Muncy and Orf, asked to name the best players to come out of Baylor, offered the names of pitchers Jason Jennings and Kip Wells, catcher Kelly Shoppach and outfielder David Murphy.

“Soon, you’ll be able to throw Muncy up there with those guys,” Orf said. “It’s awesome.”

And, Orf said, whatever issues he had with Muncy all those years ago were resolved quickly, without an actual fight.

“No fists thrown,” Orf said with a smile. “I think we were too tired to actually get physical.”

Golden glove

The Dodgers expected a big bat from Manny Machado, whom they acquired last week from the Baltimore Orioles, and he reached base seven times in 15 plate appearances in his first weekend with the team.

They have been delighted with his glove, as he displayed excellent range and a tremendously strong arm despite metrics that rank him as one of baseball’s worst defensive shortstops.

Machado already has refined his fielding techniques with Dodgers infield coach Chris Woodward, according to manager Dave Roberts. The Dodgers’ extensive use of analytics to position their fielders could help too.

“I don’t know how aggressive Baltimore was [with analytics-based positioning],” Roberts said. “I think we are on the more aggressive side.”


Roberts also cited a factor that should provide Machado with an all-around boost.

“When you’re playing on a first-place team, the focus – not to say that he wasn’t focused -- but the energy is higher,” Roberts said.

Logan’s run

When the Dodgers acquired Machado, they could have moved Chris Taylor from shortstop to second base. Instead, Taylor has started all three games in the outfield, and beleaguered second baseman Logan Forsythe has started two of the three games.

The return of third baseman Justin Turner might have cost Forsythe playing time, but Turner might now head to the disabled list. Forsythe started Sunday and collected three hits, his first multihit game since June 19. He is batting .219 overall and .412 since July 11, and Roberts said the Dodgers still value his defense.

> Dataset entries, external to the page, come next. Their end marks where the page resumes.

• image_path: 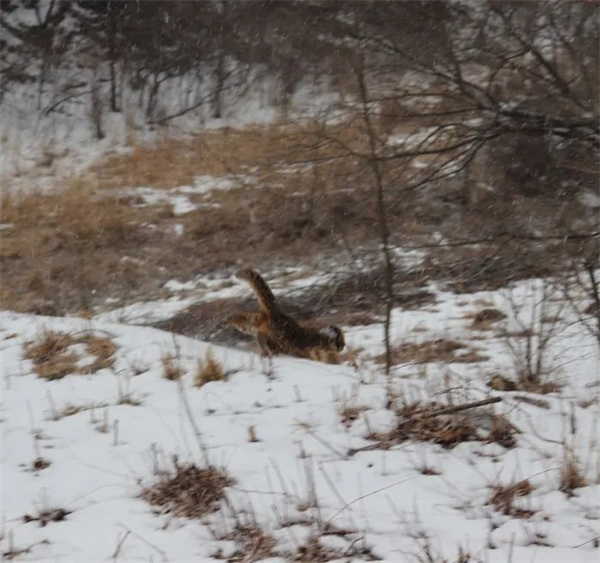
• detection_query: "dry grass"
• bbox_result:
[465,307,506,330]
[23,508,71,528]
[81,334,117,373]
[339,402,367,428]
[23,330,79,380]
[287,525,379,563]
[225,525,275,563]
[141,462,233,518]
[194,350,227,387]
[31,457,52,471]
[160,353,185,381]
[486,479,535,518]
[23,330,117,380]
[559,446,587,497]
[384,338,488,364]
[368,402,517,449]
[90,125,306,188]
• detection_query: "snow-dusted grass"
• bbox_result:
[0,282,600,562]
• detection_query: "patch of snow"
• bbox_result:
[0,272,600,563]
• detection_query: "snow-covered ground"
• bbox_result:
[0,282,600,563]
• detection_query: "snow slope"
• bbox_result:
[0,282,600,562]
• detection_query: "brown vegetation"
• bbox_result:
[23,330,117,380]
[141,463,233,518]
[351,399,517,453]
[487,479,534,518]
[160,354,185,381]
[384,338,487,364]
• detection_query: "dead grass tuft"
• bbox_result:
[141,461,233,518]
[287,529,379,563]
[23,508,71,528]
[486,479,535,518]
[225,525,275,563]
[466,307,506,330]
[559,446,587,497]
[83,335,117,373]
[23,330,117,380]
[23,330,79,380]
[160,353,185,381]
[339,402,367,428]
[358,402,517,451]
[194,350,227,387]
[31,457,52,471]
[384,338,488,364]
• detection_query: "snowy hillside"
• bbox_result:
[0,282,600,563]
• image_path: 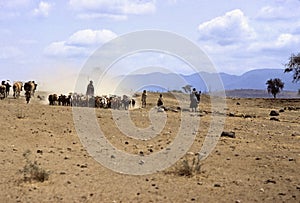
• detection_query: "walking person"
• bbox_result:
[86,80,94,97]
[157,94,164,107]
[142,90,147,108]
[190,88,198,112]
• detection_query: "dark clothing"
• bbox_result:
[190,91,198,109]
[157,97,164,106]
[86,83,94,97]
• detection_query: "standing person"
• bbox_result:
[196,91,201,104]
[5,80,11,97]
[86,80,94,97]
[142,90,147,108]
[190,88,198,112]
[157,94,164,107]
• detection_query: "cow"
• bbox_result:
[24,81,37,104]
[24,81,37,96]
[0,85,6,100]
[2,80,11,97]
[13,81,23,98]
[48,94,58,105]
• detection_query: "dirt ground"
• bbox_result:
[0,93,300,202]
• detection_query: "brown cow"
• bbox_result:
[13,81,23,98]
[0,85,6,100]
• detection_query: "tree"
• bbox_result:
[266,78,284,99]
[284,53,300,82]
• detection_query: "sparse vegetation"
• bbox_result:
[266,78,284,98]
[176,157,201,177]
[182,85,192,94]
[284,53,300,82]
[17,109,25,119]
[20,150,50,182]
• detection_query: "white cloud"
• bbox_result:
[44,29,117,57]
[33,1,52,17]
[256,0,300,21]
[77,13,127,21]
[67,29,117,46]
[249,33,300,51]
[0,46,23,59]
[198,9,256,45]
[0,0,29,9]
[69,0,156,20]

“I think it’s important for us to continue to give him opportunities,” Roberts said. “Sometimes, they can take an at-bat or two and something will click.

“I don’t like to give up on players, especially when they’re doing things the right way, because that sends a message to the clubhouse. I appreciate his work. He’s never once taken his offense out on the defensive side of things so, for me, that means a lot.”